RÉDACTRICE EN CHEF DE BILAN de 2014 à 2019

Lui écrire

En 1997, Myret Zaki fait ses débuts dans la banque privée genevoise Lombard Odier Darier Hentsch & Cie. Puis, dès 2001, elle dirige les pages et suppléments financiers du quotidien Le Temps. En octobre 2008, elle publie son premier ouvrage, "UBS, les dessous d'un scandale", qui raconte comment la banque suisse est mise en difficulté par les autorités américaines dans plusieurs affaires d'évasion fiscale aux États-Unis et surtout par la crise des subprimes.
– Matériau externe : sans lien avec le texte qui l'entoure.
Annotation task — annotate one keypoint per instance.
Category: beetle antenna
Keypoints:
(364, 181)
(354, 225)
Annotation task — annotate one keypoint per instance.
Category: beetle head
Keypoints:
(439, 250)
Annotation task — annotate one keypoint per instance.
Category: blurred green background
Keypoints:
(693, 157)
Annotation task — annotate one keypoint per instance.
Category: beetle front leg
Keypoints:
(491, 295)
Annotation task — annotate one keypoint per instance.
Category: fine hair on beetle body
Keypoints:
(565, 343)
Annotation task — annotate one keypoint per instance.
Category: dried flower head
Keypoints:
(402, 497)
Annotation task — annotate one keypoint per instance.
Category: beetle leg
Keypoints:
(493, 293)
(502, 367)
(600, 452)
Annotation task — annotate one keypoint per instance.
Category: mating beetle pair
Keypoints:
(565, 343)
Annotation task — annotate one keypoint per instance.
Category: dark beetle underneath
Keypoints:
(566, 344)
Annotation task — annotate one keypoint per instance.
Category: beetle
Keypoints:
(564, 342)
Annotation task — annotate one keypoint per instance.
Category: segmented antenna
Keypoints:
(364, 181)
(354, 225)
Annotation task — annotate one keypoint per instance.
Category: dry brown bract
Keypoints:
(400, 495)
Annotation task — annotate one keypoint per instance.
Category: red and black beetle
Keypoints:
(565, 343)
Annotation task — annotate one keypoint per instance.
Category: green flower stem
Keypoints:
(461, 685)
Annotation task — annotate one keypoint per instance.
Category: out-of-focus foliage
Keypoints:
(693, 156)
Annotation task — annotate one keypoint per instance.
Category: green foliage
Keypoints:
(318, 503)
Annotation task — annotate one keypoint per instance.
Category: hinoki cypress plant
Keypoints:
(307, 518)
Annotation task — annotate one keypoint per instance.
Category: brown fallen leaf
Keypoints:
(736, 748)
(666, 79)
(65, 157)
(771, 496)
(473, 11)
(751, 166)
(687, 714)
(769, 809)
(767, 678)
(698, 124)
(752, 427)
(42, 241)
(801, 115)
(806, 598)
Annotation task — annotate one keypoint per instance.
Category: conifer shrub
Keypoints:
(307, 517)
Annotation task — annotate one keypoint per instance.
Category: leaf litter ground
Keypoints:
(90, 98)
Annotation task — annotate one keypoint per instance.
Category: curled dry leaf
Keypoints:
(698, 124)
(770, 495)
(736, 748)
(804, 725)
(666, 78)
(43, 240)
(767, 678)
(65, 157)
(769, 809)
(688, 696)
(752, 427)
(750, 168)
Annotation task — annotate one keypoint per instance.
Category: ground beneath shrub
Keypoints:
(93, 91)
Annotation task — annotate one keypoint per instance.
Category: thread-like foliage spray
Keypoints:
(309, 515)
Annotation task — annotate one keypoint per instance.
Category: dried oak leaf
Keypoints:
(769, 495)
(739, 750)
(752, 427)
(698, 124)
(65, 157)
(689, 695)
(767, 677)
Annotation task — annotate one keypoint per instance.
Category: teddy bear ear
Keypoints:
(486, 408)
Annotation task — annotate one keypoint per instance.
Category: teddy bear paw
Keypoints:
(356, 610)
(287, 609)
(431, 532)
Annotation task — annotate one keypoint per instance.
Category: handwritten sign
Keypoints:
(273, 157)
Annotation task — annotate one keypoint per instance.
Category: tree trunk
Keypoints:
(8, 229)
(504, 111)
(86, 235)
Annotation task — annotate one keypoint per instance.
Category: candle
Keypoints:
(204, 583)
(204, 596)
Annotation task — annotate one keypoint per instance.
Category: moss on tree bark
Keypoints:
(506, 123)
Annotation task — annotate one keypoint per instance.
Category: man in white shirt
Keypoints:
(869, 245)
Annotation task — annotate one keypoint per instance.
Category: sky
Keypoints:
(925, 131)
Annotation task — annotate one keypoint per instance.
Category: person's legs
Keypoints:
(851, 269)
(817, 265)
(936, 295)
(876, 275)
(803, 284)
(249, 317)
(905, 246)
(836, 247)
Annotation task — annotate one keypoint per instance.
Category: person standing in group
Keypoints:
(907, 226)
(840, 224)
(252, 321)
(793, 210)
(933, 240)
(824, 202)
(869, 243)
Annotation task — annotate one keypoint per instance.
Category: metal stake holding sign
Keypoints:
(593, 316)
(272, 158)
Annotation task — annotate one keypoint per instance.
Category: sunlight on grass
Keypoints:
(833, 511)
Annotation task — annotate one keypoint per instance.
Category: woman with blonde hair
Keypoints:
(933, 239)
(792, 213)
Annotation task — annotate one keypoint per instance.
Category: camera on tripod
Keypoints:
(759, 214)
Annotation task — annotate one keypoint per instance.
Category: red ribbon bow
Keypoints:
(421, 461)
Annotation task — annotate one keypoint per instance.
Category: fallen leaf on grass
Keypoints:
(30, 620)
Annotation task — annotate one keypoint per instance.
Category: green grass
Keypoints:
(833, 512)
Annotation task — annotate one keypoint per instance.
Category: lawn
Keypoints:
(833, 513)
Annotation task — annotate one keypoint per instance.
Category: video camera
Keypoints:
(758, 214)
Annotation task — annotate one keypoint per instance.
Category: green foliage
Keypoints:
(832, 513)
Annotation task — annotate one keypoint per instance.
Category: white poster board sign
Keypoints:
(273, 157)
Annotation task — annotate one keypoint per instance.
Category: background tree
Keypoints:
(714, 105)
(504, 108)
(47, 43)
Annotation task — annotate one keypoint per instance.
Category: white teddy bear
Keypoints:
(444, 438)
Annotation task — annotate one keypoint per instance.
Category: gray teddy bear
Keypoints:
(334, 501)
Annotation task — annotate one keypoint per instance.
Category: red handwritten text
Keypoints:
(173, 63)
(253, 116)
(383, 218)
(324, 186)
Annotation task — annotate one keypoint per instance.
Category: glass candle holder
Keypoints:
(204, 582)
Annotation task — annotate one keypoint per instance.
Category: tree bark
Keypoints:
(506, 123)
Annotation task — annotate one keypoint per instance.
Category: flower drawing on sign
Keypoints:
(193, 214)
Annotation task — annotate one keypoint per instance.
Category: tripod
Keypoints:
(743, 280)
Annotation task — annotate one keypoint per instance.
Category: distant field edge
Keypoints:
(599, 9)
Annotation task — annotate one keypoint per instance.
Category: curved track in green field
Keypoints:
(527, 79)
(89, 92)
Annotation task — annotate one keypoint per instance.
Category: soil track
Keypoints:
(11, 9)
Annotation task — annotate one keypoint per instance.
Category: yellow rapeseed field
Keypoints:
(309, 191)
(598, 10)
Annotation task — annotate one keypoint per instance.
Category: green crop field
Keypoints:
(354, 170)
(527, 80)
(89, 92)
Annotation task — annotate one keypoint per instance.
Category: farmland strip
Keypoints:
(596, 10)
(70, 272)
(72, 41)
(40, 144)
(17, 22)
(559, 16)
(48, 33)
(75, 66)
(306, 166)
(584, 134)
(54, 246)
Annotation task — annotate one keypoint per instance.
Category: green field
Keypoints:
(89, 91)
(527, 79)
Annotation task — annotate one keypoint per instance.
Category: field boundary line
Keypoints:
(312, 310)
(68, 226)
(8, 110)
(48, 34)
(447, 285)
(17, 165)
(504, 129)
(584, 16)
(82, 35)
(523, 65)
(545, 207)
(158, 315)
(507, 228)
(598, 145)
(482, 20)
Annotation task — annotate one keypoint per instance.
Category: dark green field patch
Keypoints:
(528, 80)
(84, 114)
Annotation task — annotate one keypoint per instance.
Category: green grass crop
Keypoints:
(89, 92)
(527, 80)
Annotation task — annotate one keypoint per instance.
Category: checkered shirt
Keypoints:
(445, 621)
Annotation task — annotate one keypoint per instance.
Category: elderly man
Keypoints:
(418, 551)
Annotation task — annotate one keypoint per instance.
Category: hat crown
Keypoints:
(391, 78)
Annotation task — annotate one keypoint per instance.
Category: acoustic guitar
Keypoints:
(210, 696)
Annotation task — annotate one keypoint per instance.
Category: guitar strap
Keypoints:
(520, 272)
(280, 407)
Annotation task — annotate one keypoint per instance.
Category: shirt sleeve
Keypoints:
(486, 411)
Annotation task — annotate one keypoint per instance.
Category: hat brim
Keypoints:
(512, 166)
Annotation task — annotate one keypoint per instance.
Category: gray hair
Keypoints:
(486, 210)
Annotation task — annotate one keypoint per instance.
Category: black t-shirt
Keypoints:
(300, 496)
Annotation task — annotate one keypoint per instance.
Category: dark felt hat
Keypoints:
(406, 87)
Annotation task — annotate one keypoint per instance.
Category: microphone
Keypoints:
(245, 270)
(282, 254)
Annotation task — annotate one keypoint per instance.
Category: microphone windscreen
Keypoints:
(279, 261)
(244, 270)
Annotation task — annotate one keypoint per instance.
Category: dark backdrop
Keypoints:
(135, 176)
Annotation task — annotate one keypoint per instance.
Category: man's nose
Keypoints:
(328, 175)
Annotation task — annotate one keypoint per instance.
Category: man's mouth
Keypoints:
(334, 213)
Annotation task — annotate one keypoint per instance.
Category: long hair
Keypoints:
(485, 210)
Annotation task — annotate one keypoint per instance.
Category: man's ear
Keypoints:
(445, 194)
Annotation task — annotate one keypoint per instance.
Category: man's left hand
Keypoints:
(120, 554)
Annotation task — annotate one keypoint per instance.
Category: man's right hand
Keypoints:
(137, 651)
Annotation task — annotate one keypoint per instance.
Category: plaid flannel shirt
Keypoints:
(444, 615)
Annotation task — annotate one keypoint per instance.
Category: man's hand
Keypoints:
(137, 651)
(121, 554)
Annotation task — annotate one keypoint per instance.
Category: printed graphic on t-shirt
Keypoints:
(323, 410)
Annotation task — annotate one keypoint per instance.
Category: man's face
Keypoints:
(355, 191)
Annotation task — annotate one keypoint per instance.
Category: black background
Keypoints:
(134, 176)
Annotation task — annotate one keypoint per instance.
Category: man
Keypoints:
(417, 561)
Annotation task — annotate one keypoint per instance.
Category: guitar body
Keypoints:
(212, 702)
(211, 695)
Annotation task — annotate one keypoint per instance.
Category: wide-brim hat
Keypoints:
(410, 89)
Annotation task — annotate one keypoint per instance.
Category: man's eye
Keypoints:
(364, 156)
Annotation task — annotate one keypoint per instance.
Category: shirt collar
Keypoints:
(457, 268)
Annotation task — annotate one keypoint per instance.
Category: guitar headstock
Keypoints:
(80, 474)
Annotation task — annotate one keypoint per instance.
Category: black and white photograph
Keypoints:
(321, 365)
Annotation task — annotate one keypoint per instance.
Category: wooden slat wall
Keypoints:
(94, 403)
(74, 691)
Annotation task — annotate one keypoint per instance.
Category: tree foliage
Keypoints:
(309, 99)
Elle obtient le prix de Journaliste Suisse 2008 de Schweizer Journalist. En janvier 2010, Myret devient rédactrice en chef adjointe du magazine Bilan. Cette année-là, elle publie "Le Secret bancaire est mort, vive l'évasion fiscale" où elle expose la guerre économique qui a mené la Suisse à abandonner son secret bancaire. En 2011, elle publie "La fin du dollar" qui prédit la fin de la monnaie américaine à cause de sa dévaluation prolongée et de la dérive monétaire de la Réserve fédérale. En 2014, Myret est nommée rédactrice en chef de Bilan. Elle quitte ce poste en mai 2019.